3. Desde logo, porque a primeira testemunha afirmou que o Autor "não tinha direi to a descansos semanais" , nem a "descansos compensatórios" e que por várias vezes o ora Recorrente apresentou queixas na DSAL, junto com os outros membros de uma Associação, com vista a obter o pagamento pelo trabalho prestado em dia de descanso semanal;
4. Por outro lado, resulta também do testemunho prestado pela segunda testemunha que a “partir de 2001, alguns trabalhadores tinham férias, mas não era descanso semanal, havia guardas que não tinham trabalho, às vezes trabalhavam no Banco, como o Banco fechava no domingo, então o guarda é chamado pela companhia para trabalhar noutro sitio”,
5. Depois, se é certo que a testemunha "não tinha a certeza se o Autor não gozou descanso semanal e se e quantas vezes a Ré o chamou para trabalhar em dia de descanso semanal", em caso algum seria exigível que a mesma demonstrasse um absoluto grau de certeza, sem descurar que a testemunha revelou um perfeito conhecimento das políticas da Ré relativamente à atribuição de dias de descanso semanal, ou à sua falta;
6. Ao que acresce que, cabia à Ré a apresentação dos registos de presenças do ora Recorrente depois de 2002 o que, não o tendo feito, em caso algum poderá ser valorada contra o próprio Recorrente, que tudo fez para que a Ré os apresentasse oportunamente;
7. Pelo exposto, justifica-se que o douto Tribunal ad quem proceda à reapreciação dos testemunhos prestados e, em conformidade, altere a resposta aos factos contidos nos quesitos 1.º a 3.º da Base Instrutória, julgando-se os mesmos integralmente provados, com as devidas consequências quanto aos concretos pedidos formulado pelo Recorrente a tal respeito;
Sem prescindir, em qualquer caso,
8. No âmbito da determinação da indemnização devida ao ora Recorrente relativamente ao descanso semanal, o Tribunal a quo entendeu ser de seguir o entendimento por duas vezes sufragado pelo Tribunal de Última Instância, afastando-se, assim, da posição reiterada seguida Tribunal de Segunda Instância sobre a mesma questão de Direito, e condenando a Recorrida a pagar ao Recorrente apenas um salário em singelo e não em dobro;
9. Porém, salvo melhor opinião, ao proceder ao desconto do valor pago em singelo, o Tribunal a quo terá procedido a uma errada aplicação do disposto na al. a) do n.º 6 do art. 17.° do Decreto-Lei n.º 24/89/M, de 3 de Abril, pelo que a decisão deve ser julgada nula e substituída por outra que condene a Ré em conformidade com o disposto na referida Lei Laboral;
10. De onde, deve a Recorrida ser condenada a pagar ao ora Recorrente a quantia de MOP$200,741.00 - e não de apenas de MOP$47,224,00 conforme resulta da decisão ora posta em crise - a título de trabalho prestado em dia de descanso semanal, acrescido de MOP$100,370.00 - e não de apenas de MOP$47,224,00 conforme resulta da decisão ora posta em crise - em consequência da falta de gozo de um dia de descanso compensatório pelo trabalho prestado em dia de descanso semanal, acrescida de juros até efectivo e integral pagamento o que desde já e para todos os legais efeitos se requer.

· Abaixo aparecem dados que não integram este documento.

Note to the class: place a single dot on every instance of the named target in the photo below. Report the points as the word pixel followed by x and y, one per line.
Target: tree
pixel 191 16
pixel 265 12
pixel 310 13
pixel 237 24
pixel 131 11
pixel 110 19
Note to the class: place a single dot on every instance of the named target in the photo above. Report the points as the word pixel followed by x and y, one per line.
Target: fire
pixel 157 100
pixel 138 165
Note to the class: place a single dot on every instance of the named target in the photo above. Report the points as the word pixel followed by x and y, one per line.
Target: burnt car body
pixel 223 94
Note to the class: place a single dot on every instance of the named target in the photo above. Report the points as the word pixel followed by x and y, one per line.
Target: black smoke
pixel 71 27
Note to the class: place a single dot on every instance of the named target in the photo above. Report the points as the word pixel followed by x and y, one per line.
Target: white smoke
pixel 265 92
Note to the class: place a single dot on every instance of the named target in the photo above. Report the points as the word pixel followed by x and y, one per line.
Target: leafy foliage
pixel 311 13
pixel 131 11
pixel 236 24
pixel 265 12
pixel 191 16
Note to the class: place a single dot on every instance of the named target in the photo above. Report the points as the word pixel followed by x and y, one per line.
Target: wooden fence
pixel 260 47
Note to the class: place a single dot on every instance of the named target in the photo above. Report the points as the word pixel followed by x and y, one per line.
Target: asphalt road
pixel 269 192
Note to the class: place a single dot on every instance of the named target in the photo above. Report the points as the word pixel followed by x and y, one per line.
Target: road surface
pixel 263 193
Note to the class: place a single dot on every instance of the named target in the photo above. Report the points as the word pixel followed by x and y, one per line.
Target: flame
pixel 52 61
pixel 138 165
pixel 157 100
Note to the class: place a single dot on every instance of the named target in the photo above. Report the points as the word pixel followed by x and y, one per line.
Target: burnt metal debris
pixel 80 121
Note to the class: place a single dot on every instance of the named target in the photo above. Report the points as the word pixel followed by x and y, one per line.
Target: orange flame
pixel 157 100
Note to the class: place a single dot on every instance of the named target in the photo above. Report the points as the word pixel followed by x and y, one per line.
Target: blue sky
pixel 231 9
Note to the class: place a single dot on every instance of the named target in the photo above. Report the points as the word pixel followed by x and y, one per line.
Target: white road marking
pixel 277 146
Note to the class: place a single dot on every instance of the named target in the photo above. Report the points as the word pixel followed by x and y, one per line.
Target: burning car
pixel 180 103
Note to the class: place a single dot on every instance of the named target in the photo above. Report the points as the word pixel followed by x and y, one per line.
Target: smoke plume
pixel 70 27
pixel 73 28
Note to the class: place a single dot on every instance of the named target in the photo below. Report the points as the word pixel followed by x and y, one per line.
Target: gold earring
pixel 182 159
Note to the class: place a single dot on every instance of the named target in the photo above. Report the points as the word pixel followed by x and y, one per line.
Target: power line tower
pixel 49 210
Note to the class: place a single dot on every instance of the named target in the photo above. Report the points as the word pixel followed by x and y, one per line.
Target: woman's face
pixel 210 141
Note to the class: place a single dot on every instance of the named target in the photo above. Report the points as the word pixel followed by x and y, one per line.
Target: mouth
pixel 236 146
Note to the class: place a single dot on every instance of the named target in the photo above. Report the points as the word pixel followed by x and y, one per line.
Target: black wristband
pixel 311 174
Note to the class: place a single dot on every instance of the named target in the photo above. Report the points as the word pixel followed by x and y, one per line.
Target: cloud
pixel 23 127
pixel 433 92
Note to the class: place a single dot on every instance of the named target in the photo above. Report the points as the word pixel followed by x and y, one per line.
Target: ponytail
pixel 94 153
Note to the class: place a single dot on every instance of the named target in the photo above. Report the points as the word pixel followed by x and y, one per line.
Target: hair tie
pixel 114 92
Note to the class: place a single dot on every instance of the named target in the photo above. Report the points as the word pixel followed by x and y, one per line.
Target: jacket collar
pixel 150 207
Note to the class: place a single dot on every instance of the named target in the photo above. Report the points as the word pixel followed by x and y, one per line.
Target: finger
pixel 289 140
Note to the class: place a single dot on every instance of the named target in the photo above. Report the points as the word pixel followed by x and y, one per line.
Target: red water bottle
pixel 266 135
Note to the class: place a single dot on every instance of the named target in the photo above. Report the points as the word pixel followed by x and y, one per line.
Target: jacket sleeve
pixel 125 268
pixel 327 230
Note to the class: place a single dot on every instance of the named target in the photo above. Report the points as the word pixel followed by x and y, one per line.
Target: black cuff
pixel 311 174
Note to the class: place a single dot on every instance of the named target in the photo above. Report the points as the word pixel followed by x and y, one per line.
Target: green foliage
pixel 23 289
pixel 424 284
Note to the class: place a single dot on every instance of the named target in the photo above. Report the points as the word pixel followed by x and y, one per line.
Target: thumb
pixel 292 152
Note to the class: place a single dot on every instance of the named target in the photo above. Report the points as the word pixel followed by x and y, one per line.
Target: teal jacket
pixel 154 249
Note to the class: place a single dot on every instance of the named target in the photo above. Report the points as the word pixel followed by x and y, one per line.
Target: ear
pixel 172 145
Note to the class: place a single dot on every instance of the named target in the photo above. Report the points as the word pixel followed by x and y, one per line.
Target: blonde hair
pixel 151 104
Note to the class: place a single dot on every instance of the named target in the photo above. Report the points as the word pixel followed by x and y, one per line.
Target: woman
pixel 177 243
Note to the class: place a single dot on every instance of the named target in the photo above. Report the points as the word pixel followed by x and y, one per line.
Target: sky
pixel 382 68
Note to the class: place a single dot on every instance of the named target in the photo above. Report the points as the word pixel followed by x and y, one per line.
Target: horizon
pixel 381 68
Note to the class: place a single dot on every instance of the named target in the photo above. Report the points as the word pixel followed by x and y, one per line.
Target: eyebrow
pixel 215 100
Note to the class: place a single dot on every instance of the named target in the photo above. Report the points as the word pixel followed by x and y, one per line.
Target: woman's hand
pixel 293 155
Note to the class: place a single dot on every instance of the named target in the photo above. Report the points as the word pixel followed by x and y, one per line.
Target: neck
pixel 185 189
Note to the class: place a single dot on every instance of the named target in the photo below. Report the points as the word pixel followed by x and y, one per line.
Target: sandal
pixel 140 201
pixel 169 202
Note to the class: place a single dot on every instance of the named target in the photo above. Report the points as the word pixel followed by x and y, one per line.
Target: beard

Nestes termos e nos de mais de Direito que V. Exas. encarregar-se-ão de suprir, deve a Sentença ora posta em crise ser substituída por outra que atenda aos pedidos formulados pelo Recorrente, assim se fazendo JUSTIÇA!
B (Macau) Serviços e Sistemas de Segurança Limitada, R. nos autos em epígrafe, contra-alega, defendendo a bondade do decidido.
Foram colhidos os vistos legais.
II – FACTOS
Vêm provados os factos seguintes:
“- Entre 3 de Setembro de 1994 a 31 de Maio de 2008, o Autor prestou para a Ré funções de "guarda de segurança", enquanto trabalhador não residente. (alínea A) dos factos assentes)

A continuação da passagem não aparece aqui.